Remember how in the very recent past, tobaccophobes insisted that they were not against people smoking per se, they just didn't want people to do it around them. Now, it seems, their sensitive noses need protecting to such an extent that the mere presence of someone who smoked several hours ago is enough to stir their righteous indignation. In the first story, we see a woman who has done everything that is demanded of her by braving sub-zero temperatures so that not a wisp of smoke goes up the delicate nostrils of fellow Canadians and yet all that can be said of her is that it is a shame she survived.
Finding anonymous half-mad obsessives spouting drivel on the internet is the easiest task in the galaxy, of course. It is always possible that a handful of loons scour the search engines for any mention of their bête noire to make sure their peculiar voices are heard.
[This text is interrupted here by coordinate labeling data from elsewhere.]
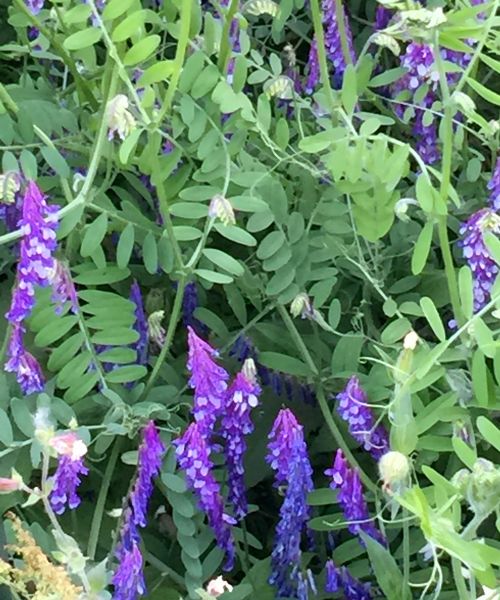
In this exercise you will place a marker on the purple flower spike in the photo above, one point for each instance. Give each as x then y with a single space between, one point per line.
36 265
484 269
351 498
28 372
70 467
151 452
352 407
193 455
208 380
353 589
494 187
140 325
288 458
35 6
242 396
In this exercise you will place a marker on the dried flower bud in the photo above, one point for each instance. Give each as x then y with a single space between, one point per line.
411 340
120 120
222 209
216 587
394 469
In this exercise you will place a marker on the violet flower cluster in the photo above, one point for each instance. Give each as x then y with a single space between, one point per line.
287 456
193 455
352 407
346 479
128 579
70 467
333 48
242 395
35 268
281 383
208 379
341 578
484 268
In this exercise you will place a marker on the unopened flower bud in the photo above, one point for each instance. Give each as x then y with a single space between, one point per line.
120 120
156 331
216 587
411 340
394 469
221 208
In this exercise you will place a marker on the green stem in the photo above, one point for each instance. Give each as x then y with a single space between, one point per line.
172 326
323 404
340 18
320 46
82 86
101 500
225 47
180 54
447 129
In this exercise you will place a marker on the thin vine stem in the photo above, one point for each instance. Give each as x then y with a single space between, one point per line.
323 404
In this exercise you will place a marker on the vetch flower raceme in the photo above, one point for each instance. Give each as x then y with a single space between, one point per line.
70 450
27 369
287 455
352 407
494 187
484 268
208 379
351 498
193 455
36 264
242 396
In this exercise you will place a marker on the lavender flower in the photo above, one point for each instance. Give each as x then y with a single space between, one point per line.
193 455
149 462
351 498
352 407
36 264
494 187
70 467
484 268
333 47
28 372
287 455
208 380
35 6
189 305
242 396
140 325
353 589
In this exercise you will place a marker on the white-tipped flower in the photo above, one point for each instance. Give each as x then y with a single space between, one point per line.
221 208
216 587
411 340
394 469
120 120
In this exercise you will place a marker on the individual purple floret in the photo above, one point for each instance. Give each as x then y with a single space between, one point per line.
208 379
151 453
351 498
287 455
484 268
494 187
71 450
140 325
28 372
35 6
242 396
193 455
337 578
36 264
352 407
333 47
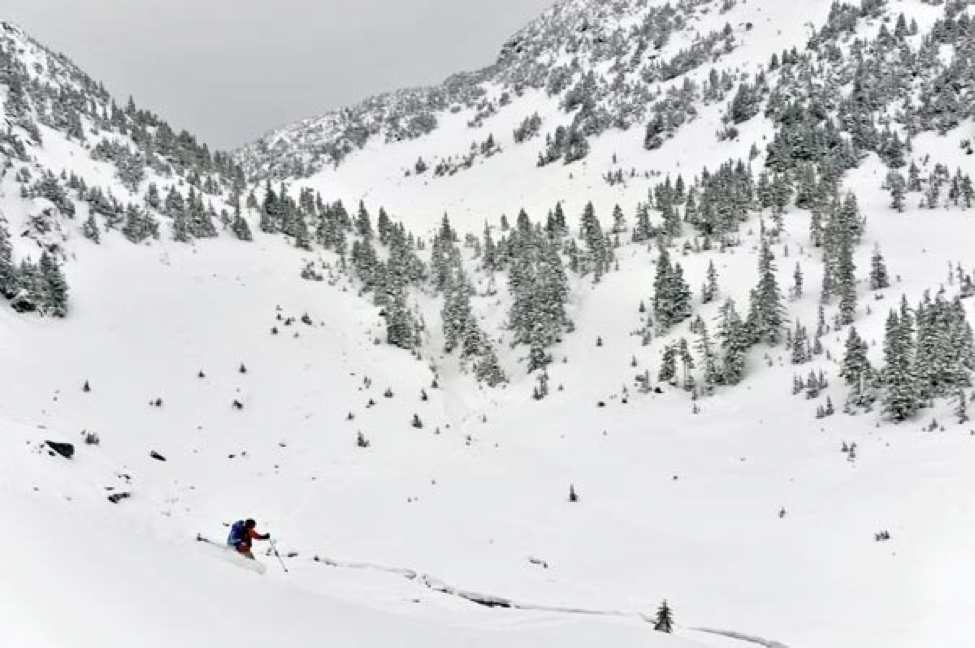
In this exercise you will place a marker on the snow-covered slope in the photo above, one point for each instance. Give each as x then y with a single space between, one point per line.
414 504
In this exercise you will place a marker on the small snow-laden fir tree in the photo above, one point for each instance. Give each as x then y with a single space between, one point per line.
846 280
734 338
900 399
401 329
89 229
139 224
879 278
709 361
856 366
598 246
897 186
672 296
961 406
801 353
54 291
710 291
766 315
539 286
363 224
456 313
668 364
687 364
642 230
239 225
8 271
619 220
664 621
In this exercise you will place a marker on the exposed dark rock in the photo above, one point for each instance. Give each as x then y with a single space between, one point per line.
66 450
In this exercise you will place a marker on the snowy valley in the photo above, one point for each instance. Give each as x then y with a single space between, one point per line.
671 303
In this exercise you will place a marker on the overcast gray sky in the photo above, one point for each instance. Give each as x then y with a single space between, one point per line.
230 70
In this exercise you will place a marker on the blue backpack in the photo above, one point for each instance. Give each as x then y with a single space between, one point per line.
237 533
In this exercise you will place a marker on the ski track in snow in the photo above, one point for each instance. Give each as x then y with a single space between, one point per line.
487 600
760 641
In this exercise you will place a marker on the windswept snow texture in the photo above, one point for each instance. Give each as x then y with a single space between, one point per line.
277 398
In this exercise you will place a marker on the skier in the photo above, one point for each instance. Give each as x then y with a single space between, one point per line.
242 534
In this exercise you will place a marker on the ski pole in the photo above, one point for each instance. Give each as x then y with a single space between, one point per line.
275 549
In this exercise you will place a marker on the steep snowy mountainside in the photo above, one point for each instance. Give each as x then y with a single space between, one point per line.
605 63
700 333
77 165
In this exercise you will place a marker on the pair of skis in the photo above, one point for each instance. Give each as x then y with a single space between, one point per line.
274 548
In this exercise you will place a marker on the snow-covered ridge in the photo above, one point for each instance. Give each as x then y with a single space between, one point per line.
595 385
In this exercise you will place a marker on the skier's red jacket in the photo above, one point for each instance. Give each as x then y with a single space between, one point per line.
248 539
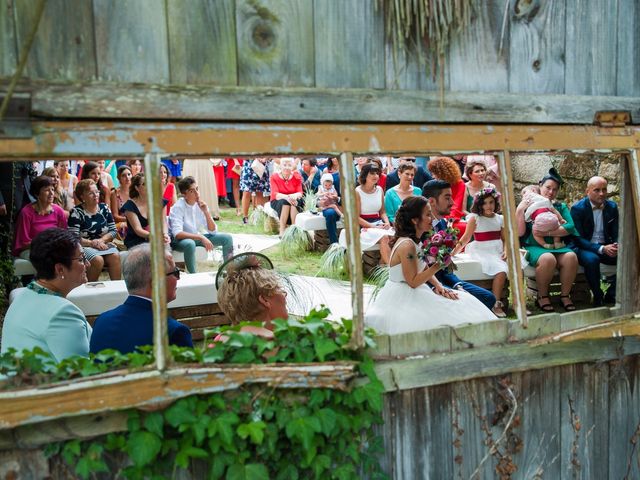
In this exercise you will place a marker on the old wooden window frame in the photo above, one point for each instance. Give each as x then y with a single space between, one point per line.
64 140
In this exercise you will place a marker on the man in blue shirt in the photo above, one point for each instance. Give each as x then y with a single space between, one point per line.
596 219
130 325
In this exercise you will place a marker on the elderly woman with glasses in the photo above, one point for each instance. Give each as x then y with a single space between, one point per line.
93 222
37 216
40 315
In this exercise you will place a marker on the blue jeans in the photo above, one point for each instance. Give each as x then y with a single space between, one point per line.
188 247
331 218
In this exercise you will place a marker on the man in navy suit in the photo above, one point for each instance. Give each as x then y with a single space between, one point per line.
438 193
596 219
130 325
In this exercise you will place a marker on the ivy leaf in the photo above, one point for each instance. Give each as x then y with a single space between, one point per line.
322 463
251 471
324 347
213 355
303 429
243 355
182 457
179 413
153 422
223 426
255 430
220 463
143 447
327 419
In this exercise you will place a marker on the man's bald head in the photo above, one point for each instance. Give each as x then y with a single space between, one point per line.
597 190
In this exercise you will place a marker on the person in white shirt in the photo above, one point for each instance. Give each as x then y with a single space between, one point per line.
191 225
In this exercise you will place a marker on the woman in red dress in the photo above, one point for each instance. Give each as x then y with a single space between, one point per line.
446 169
And yet, there is something in the sheer hatefulness—and quantity—of these comments that suggests that the policy of 'denormalisation' is producing fruit.
This is the inevitable result of the state-sanctioned stigmatisation that the anti-smoking movement has been working towards for twenty years. The public health establishment might distance itself from such sentiments but when even the NHS produces adverts like the one below, they must take some responsibility for lighting the blue touch paper.
Governments have a responsibility to quell tensions and defuse conflict in society. In no other area of life does government deliberately create and inflame hostility. Like so many other failed tobacco control policies, the doctrine of denormalisation is counter-productive and damaging because it is the brain-child of a small group of emotional zealots, some of whom are operating at a sub-optimal level of mental health themselves. It's time for the government to put the tobacco control freaks behind them and chart a new course before things get really nasty.